This is basically a classic cyberpunk novel: a dark future in which cybernetics are cheap and life is cheaper, corporations are evil and governments are useless and corrupt, and marginalized people work for pennies while the rich live glitzy tech-chromed lives.
Ken Liu took great pains in translating nuances of Chinese names and dialects and cultural cues. Almost all the characters are Chinese, except for the blond American TerraGen executive, who was actually given more depth than I expected. Frankly I was expecting him to be a villainous imperialist pig-dog there to exploit the Chinese workers and represent Western colonialism; well, he kind of was, but he was also a human being and his ethics were really no worse than the Chinese.

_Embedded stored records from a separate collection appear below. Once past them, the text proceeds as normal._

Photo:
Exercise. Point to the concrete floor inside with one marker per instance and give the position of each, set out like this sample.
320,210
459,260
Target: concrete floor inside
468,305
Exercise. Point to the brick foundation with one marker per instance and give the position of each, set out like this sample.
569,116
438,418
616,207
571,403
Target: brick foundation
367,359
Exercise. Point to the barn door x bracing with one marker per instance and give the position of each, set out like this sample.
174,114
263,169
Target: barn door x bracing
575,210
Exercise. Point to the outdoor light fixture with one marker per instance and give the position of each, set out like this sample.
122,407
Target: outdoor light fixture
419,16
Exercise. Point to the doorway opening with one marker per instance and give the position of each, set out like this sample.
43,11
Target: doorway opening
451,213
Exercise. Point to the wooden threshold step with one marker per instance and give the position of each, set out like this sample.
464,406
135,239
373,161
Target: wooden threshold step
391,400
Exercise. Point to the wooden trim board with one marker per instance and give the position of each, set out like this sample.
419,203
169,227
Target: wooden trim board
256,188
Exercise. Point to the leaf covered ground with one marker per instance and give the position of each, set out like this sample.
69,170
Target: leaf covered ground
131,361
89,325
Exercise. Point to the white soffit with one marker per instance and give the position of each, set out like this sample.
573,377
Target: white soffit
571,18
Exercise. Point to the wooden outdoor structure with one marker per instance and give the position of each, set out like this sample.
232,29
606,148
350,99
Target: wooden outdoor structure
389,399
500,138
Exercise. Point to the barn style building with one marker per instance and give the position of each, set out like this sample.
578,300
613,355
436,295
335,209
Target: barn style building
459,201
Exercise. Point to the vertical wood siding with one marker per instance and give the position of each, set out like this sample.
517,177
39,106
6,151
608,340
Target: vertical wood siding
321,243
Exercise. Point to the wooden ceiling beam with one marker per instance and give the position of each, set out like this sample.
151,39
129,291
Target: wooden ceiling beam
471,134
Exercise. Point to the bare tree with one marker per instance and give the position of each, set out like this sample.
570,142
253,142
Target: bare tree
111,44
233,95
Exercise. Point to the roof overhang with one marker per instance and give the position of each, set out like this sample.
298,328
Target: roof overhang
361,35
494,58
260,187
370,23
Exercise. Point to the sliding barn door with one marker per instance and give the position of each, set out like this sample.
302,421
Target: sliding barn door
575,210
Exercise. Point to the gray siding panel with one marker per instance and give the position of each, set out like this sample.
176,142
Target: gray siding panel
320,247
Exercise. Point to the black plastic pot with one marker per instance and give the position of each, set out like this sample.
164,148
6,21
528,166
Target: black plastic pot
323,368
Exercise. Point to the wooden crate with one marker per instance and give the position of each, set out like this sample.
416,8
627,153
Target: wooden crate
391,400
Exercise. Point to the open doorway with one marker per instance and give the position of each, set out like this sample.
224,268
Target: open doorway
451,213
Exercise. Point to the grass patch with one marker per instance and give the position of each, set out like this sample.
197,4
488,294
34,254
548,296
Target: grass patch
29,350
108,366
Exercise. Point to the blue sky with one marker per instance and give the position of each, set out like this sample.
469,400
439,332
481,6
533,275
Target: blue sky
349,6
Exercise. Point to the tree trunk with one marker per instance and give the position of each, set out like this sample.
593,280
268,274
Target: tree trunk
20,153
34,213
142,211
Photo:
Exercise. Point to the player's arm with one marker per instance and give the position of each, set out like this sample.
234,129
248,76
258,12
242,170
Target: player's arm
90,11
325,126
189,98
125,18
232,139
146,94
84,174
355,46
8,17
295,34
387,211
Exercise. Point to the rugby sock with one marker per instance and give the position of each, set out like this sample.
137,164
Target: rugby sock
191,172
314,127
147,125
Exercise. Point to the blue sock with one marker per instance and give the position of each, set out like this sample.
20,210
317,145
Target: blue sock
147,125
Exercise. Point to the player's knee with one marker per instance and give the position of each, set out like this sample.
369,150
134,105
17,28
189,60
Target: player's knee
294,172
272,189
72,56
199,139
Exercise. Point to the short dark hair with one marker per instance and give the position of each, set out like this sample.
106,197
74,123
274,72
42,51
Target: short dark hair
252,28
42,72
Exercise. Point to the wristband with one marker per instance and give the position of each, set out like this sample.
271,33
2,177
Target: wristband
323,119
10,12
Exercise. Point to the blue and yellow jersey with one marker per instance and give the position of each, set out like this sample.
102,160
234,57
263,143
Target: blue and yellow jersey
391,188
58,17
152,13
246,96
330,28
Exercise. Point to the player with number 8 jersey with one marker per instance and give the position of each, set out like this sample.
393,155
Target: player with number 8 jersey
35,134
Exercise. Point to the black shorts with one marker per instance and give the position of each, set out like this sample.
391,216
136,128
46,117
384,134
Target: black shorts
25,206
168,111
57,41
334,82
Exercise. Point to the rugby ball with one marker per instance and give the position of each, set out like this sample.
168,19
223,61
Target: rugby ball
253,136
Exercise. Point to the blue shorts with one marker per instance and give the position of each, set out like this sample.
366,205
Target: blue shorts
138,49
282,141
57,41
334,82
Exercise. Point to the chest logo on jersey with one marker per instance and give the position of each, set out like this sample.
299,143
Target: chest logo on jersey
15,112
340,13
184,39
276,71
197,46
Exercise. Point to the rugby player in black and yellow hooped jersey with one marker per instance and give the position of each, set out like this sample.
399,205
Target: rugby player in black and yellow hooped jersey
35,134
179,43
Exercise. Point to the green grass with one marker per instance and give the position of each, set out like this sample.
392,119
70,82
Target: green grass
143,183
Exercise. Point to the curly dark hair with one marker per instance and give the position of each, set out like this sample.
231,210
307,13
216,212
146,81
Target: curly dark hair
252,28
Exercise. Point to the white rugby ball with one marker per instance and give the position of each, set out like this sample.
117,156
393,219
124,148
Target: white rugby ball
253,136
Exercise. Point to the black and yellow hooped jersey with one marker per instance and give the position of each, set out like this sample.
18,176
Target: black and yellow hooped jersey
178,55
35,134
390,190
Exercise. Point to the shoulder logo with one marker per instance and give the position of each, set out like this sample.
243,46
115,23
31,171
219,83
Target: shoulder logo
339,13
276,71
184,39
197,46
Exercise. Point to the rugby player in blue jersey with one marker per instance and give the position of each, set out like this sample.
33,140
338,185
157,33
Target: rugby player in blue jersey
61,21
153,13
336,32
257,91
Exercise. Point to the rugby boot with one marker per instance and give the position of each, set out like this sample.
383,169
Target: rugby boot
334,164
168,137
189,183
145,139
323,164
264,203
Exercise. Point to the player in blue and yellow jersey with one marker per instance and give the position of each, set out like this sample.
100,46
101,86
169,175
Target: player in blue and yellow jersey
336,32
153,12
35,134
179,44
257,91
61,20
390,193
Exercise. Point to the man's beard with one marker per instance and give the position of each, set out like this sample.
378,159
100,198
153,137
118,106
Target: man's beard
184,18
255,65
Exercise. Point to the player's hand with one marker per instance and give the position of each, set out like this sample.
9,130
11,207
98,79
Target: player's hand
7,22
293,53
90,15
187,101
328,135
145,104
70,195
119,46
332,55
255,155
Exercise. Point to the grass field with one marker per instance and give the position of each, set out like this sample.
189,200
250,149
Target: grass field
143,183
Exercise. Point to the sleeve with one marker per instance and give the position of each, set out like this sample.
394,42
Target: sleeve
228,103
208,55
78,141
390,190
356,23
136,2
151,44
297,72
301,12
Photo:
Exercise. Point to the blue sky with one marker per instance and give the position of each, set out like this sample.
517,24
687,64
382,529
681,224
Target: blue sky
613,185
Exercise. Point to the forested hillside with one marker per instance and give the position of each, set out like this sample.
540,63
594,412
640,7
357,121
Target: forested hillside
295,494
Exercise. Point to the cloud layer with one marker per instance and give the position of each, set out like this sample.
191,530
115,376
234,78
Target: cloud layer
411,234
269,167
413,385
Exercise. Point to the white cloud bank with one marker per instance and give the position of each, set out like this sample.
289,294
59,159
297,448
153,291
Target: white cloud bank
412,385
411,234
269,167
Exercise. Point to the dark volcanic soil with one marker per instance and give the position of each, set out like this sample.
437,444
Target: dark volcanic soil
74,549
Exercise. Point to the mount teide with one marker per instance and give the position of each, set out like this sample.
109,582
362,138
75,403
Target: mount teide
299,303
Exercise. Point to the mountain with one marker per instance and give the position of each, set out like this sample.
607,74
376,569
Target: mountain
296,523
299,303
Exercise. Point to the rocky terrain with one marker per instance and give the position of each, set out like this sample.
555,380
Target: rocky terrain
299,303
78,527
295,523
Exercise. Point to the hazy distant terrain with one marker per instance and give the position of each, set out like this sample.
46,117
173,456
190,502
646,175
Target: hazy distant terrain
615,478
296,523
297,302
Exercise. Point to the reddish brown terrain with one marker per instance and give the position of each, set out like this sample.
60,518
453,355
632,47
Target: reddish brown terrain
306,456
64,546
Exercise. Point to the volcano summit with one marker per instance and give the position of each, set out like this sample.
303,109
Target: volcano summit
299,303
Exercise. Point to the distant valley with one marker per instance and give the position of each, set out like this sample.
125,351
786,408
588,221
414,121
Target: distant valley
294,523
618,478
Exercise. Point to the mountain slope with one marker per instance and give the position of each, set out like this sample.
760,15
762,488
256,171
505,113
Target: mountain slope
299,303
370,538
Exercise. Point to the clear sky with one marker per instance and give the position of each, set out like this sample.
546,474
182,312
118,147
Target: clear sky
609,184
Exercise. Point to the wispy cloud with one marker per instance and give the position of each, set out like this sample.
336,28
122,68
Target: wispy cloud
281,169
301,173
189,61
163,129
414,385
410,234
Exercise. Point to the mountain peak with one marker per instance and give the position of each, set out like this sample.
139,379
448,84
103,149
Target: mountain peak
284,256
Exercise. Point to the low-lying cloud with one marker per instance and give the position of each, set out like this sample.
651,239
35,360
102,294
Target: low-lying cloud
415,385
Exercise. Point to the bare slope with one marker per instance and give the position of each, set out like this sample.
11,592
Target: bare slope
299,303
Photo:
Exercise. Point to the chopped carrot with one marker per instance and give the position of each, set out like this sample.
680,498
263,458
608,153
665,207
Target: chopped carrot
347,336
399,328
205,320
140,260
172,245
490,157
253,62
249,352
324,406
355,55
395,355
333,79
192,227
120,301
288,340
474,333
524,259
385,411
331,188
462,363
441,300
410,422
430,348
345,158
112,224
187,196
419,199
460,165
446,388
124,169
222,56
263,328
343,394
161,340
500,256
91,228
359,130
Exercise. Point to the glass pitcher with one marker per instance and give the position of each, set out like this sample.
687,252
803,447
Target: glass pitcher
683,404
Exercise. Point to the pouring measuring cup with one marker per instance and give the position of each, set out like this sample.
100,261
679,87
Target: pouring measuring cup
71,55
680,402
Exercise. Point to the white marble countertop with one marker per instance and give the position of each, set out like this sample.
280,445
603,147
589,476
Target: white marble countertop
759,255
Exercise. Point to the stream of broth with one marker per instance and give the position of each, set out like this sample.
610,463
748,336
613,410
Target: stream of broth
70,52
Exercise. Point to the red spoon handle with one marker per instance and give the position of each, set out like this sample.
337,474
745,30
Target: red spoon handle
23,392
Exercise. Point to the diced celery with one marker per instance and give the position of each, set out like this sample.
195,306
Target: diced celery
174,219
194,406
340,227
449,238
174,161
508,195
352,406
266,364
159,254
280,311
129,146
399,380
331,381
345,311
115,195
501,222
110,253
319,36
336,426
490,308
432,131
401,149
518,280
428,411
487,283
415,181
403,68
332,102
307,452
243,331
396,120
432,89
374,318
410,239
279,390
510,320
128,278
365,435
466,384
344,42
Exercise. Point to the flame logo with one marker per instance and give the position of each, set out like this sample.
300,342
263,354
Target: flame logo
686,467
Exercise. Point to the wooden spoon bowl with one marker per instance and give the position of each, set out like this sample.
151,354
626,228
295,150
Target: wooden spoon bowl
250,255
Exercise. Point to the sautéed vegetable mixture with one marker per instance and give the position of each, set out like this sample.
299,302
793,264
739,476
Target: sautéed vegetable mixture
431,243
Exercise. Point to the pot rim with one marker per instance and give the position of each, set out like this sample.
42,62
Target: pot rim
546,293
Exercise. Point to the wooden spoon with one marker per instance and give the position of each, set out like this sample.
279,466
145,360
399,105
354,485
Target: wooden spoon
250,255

The themes of class warfare, environmental destruction, corporate skullduggery, and technological marvels that mostly produce cheap junk for the entertainment of the masses are all seen through a Chinese lens, and Waste Tide is good, gritty modern cyberpunk. The translation is mostly smooth (Ken Liu also translated Cixin Liu's Three Body Problem), but there were certain passages that definitely felt "translated." (I don't know if things like the lengthy, minute physical descriptions and detailed tellings of exactly what each character is thinking and feeling, as well as what seems at times like an overabundance of similes, are typical of Chinese fiction, or just characteristic of this author's style.)
The story isn't amazingly original or mindblowing, but if you like cyberpunk and international SF, this was pretty good.